Boro (which roughly translates to “rags” or “trash”) began out of necessity. Different styles emerged as solutions to variations in weather, and wear and tear. If temperatures dropped, a layer was added; and if a hole or tear appeared, a patch was sewn on—whether the fabric matched didn’t matter. The craftspeople who filled in those missing pieces surely couldn’t have imagined that their efforts would evolve into a formidable fashion category, or a style that brands would adopt as their signature look. The unique process of repairing garments certainly doesn’t begin in 19th or 20th century Japan, but the incredible textiles available there differentiated their pieces. Repairs made the garments whole again, while adding another literal and creative layer—each with a story attached to ultimately create a wearable historic timeline.

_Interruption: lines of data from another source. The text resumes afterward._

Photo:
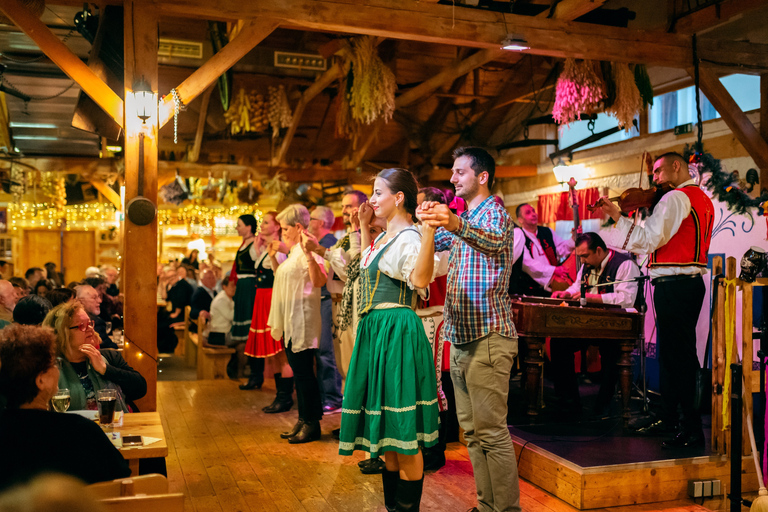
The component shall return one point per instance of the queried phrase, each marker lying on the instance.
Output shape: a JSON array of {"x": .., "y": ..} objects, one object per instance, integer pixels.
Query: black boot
[
  {"x": 310, "y": 431},
  {"x": 256, "y": 378},
  {"x": 284, "y": 399},
  {"x": 293, "y": 431},
  {"x": 409, "y": 495},
  {"x": 390, "y": 479}
]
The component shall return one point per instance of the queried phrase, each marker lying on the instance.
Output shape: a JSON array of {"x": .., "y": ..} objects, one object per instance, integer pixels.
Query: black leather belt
[{"x": 669, "y": 279}]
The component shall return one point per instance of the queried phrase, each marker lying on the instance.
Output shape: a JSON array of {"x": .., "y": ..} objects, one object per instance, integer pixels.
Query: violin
[{"x": 636, "y": 197}]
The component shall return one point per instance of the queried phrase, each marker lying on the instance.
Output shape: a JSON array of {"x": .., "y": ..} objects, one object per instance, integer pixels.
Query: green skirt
[
  {"x": 245, "y": 297},
  {"x": 390, "y": 399}
]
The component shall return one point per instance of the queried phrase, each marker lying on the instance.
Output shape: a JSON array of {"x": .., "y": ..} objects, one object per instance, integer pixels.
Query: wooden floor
[{"x": 226, "y": 455}]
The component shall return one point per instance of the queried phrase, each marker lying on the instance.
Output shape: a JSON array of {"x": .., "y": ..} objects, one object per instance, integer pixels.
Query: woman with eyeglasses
[{"x": 84, "y": 368}]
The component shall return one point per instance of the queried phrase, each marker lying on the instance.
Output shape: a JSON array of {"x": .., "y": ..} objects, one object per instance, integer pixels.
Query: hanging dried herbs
[
  {"x": 579, "y": 90},
  {"x": 643, "y": 82},
  {"x": 370, "y": 88},
  {"x": 628, "y": 102}
]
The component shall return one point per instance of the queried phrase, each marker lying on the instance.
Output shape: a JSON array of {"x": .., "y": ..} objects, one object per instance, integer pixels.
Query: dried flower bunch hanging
[
  {"x": 279, "y": 114},
  {"x": 369, "y": 88},
  {"x": 579, "y": 90},
  {"x": 628, "y": 101}
]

The SO-IL-designed exhibition allows visitors to survey the pieces with 360-degree access. Whether walking in a circle around a garment to see its entire construction or directing your gaze at an angle to get a glimpse inside, the lighting, the height at which they’re hung, and the reflective surfaces that sit below every piece form an ideal environment for viewing. The first room of the three-gallery show focuses on incredible specimens of traditional pieces dating as far back as the Edo period; the second highlights Kyoichi Tsuzuki’s photography of boro being worn and the opportunity to try on select garments and the final highlights contemporary works of art and avant-garde fashion using or inspired by the medium.
Centuries before Boro became intertwined in fashion (see CH favorites Kapital and Atelier and Repairs), it served as an extension of Japanese principles and traditions. Recognizing the beauty in everyday items and the sentiment behind repair are integral parts of traditional Japanese culture, both in ethics and aesthetics. The style also encourages sustainability and favors worn-in, one-off items over those that are mass-produced. Through both the vintage pieces and the newer releases (which range from children’s pieces to bags and socks), the Japan Society’s exhibition affirms this.